Three strategy families:

- Statistical: z-scores, modified z-scores, IQR rules. Univariate, simple, explainable. Fails in high dimensions. - Unsupervised ML: Isolation Forest, One-Class SVM, LOF, DBSCAN noise labels. Great for high-dim data, no labels required. - Semi/supervised: if some labels exist, use class weighting, SMOTE, focal loss with gradient boosting. - Deep learning: autoencoder reconstruction error, VAE, GAN-based approaches. Strong for images, audio, sequences.

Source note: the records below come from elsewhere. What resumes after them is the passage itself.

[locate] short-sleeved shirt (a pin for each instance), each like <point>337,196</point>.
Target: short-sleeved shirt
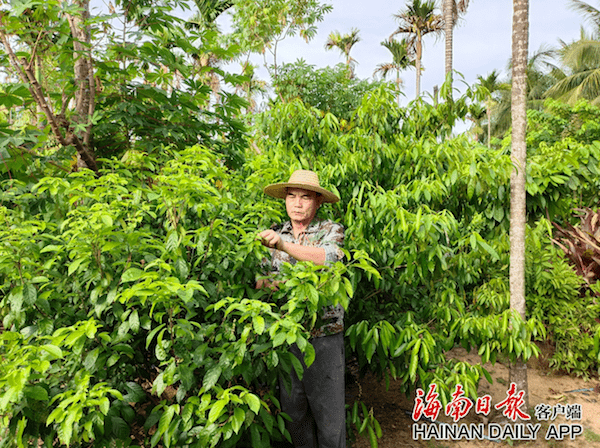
<point>325,234</point>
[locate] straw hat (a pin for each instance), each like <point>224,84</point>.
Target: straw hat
<point>308,180</point>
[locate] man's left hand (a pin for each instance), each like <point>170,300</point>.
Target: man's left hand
<point>271,239</point>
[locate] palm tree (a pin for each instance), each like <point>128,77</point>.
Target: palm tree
<point>451,10</point>
<point>542,74</point>
<point>488,88</point>
<point>402,58</point>
<point>581,60</point>
<point>592,14</point>
<point>416,21</point>
<point>518,371</point>
<point>344,43</point>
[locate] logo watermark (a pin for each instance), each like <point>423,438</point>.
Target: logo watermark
<point>428,405</point>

Crucially: "anomaly" is context-dependent. CPU at 95% is an anomaly for a web server, normal for a Friday-night game server. Without business input there's no threshold.

Analogy

A customs officer at a port. 50,000 containers pass per day; most come from expected shippers carrying expected goods. The officer notices the odd one: a container marked "cotton" weighing twice the norm; a "furniture" shipment from a port no record exists for; a route with three unusual hops. They don't know all the rules ahead of time — they recognize deviations from expectation. Anomaly detection is the math behind that intuition.

Real-world example

A cloud provider monitors 100,000 servers per second: CPU, memory, disk, network, error rate. Which server is about to fail?

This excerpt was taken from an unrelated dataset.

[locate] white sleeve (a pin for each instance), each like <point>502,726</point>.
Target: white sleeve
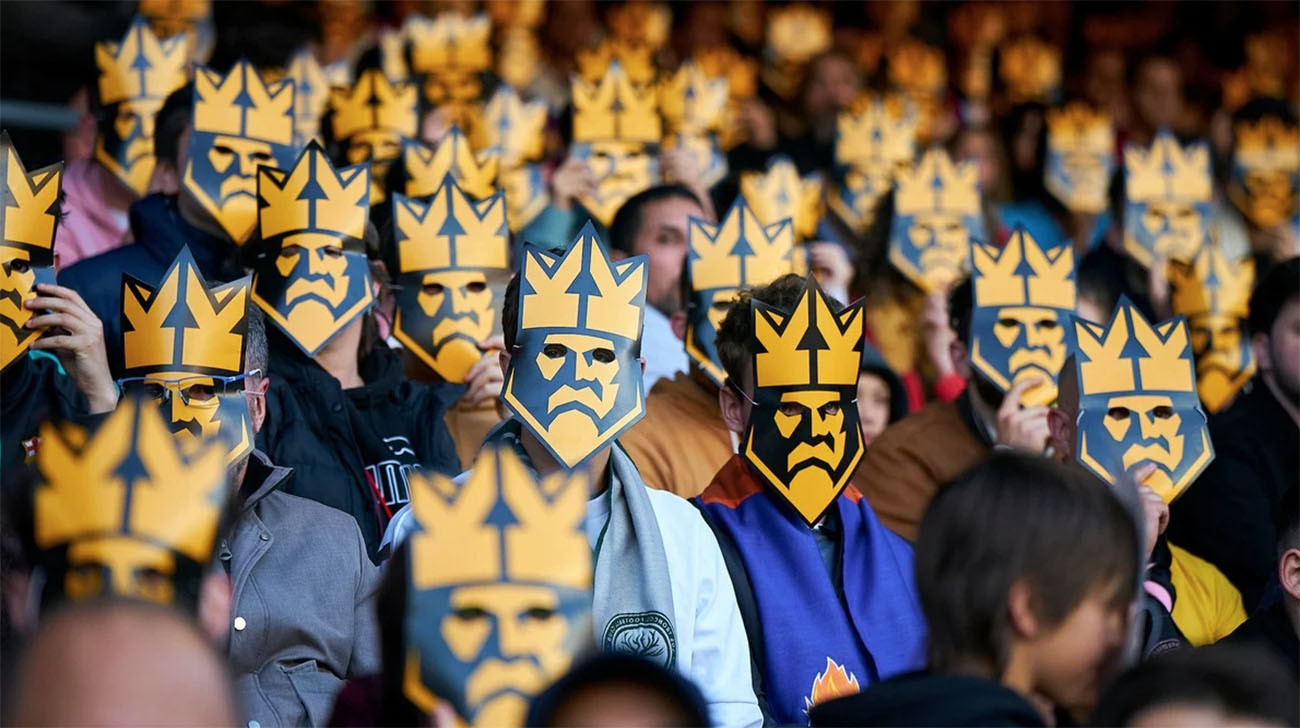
<point>719,662</point>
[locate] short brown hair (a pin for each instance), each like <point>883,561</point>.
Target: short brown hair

First attempt: threshold rules (CPU > 90%, errors > 100/h). Result: 5,000 alarms a day, 95% false. Alarm fatigue — everyone ignores them.

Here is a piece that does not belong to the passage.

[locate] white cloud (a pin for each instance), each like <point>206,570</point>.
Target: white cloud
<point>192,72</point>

Better: an Isolation Forest computes a per-server vector of 8 features; high score if it's far from historical clusters. Add per-server baselines so anomaly = deviation from this server's normal, not absolute. Down to 50 alarms a day, 80% real. Trust restored.

Code examples
Isolation Forest · unsupervisedPython
from sklearn.ensemble import IsolationForest
from sklearn.preprocessing import StandardScaler

X_scaled = StandardScaler().fit_transform(X)

iso = IsolationForest(
    n_estimators=200,
    contamination=0.01,    # ~1% anomalies expected
    random_state=42,
)
iso.fit(X_scaled)

labels = iso.predict(X_scaled)   # -1 anomaly, 1 normal
scores = iso.score_samples(X_scaled)  # lower = more anomalous

worst = scores.argsort()[:100]
Autoencoder · reconstruction errorPython
import torch
import torch.nn as nn

class AE(nn.Module):
    def __init__(self, dim=20, latent=4):
        super().__init__()
        self.enc = nn.Sequential(nn.Linear(dim, 16), nn.ReLU(), nn.Linear(16, latent))
        self.dec = nn.Sequential(nn.Linear(latent, 16), nn.ReLU(), nn.Linear(16, dim))

    def forward(self, x):
        z = self.enc(x)
        return self.dec(z)

# Train on NORMAL data only
# Anomalies → high reconstruction error
model = AE().train()
for x in normal_loader:
    recon = model(x)
    loss = nn.functional.mse_loss(recon, x)
    loss.backward()
    optimizer.step()
    optimizer.zero_grad()

model.eval()
with torch.no_grad():
    errors = ((model(X_test) - X_test) ** 2).mean(dim=1)
    threshold = errors.quantile(0.99)
    anomalies = errors > threshold
When to use
  • Positive class very rare (<1%), supervised models struggle
  • Few or no labels — must learn 'normal' from data
  • Server telemetry, fraud, network traffic, sensor data
  • Need to flag novel anomaly types you haven't seen
When not to use
  • Balanced classes — straight classification is more efficient
  • Definition of 'anomaly' isn't clear — start with business definition
  • Strict explainability and the chosen model is too opaque
Common pitfalls

Threshold without business input

The 99th percentile of scores isn't 'anomalous' — it's a percentile. Without weighing alarm cost vs miss cost, no threshold.

Drift leakage

What's 'normal' in training shifts in production. Holidays, releases, seasonality move the baseline. Retrain regularly.

Single global threshold

100K servers with one threshold is meaningless — each has its own normal. Per-entity baselines + deviation are far more accurate.